Singapore Ranked 64th in the World In Giving | SPD - Singapore
Singapore Ranked 64th in the World In Giving
Where do Singaporeans measure in terms of giving? The ‘World Giving Index’ report examines the nature of giving around the world through three aspects of giving behavior. Published by the Charities Aid Foundation in the United Kingdom, the report provides insight to the act of giving across the globe annually, including Singapore, since 2010.
In this article, our advocacy senior analyst, Ms Poh Sho Siam, gives an overview of how Singapore has fared as compared to other countries in the world.
World Giving Index
To examine charitable behaviour across the world, 1,000 individuals from each of the 135 countries were asked these questions:
Have you done any of the following in the past month?
- Donated money to a charity
- Volunteered your time to an organisation
- Helped a stranger, or someone you didn’t know who needed help
The World Giving Index takes a simple averaging of the responses from these three questions. Each country is given a percentage score and ranked on the basis of these scores.
In 2013, with data collected in 2012, Singapore was ranked 64th out of the 135 countries surveyed, with an index score of 32%. The top five giving nations were the United States (61%), Canada (58%), Myanmar (58%), New Zealand (58%) and Ireland (57%). The last five were the Democratic Republic of the Congo (16%), Albania (16%), China (16%), Croatia (16%) and Greece (13%).
Among the ASEAN countries, Singapore was ranked before Malaysia (71st), Cambodia (93rd) and Vietnam (116th), but behind Myanmar (2nd), Philippines (16th), Indonesia (17th), Thailand (38th) and Lao People’s Democratic Republic (41st).
Singapore’s Giving Over Time
Singapore’s ranking had improved from 91st in 2010 and 2011, 114th in 2012 to 64th in 2013.
The study also shows Singaporeans as more inclined to donating money, followed by helping a stranger and volunteering their time.
In 2013, 55% of the respondents indicated that they donated money, 24% helped a stranger and 17% volunteered time in the past month, an improvement from 2012.
Singapore’s improved ranking over the years gives hope to charities as we face challenges when garnering support. There are many worthy causes and the challenge that every voluntary welfare organisation faces is to stand out among them. The typically limited resources charities have also means that outreach is generally limited.
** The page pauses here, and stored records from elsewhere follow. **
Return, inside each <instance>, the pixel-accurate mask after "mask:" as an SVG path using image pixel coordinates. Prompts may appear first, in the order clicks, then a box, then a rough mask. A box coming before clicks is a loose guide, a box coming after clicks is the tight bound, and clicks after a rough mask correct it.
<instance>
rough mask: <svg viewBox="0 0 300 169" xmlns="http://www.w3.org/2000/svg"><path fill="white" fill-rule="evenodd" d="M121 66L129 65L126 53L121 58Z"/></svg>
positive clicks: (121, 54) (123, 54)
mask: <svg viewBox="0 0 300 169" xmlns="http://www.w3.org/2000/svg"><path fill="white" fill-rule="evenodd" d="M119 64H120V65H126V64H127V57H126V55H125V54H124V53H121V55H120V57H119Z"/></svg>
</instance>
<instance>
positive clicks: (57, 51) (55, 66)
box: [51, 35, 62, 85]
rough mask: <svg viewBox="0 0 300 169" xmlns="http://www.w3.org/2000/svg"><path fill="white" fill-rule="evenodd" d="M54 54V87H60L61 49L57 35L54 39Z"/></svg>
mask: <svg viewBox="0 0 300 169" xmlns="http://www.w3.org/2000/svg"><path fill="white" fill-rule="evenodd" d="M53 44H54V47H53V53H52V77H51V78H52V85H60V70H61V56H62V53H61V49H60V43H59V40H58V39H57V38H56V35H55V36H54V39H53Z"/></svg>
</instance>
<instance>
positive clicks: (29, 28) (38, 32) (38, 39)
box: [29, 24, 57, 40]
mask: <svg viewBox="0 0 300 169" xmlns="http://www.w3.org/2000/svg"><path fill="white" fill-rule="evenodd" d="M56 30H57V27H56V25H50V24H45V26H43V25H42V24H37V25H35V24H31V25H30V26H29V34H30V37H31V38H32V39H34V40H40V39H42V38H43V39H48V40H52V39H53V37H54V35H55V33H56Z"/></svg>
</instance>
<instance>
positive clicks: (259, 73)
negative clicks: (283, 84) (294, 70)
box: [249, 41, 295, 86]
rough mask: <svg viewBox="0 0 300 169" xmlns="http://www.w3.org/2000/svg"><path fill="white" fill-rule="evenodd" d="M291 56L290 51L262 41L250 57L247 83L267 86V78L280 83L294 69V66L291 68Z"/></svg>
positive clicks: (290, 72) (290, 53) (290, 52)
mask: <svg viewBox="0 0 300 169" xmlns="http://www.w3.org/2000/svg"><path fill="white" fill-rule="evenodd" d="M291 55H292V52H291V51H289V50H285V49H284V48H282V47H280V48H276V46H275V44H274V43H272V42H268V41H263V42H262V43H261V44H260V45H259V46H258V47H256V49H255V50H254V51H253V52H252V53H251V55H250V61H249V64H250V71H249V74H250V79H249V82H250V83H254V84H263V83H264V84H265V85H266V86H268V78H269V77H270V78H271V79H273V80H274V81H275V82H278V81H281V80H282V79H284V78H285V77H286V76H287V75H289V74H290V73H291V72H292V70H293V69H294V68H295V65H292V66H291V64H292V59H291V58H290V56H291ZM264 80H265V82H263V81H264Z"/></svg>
Because society is also more careful now when giving to charities, charities also find themselves having to do more, such as providing more information to potential donors and increasing governance measures, in order to raise funds as compared to the past.
The results of the study gives hope that Singaporeans will continue and grow in giving generously and proactively to help those in need.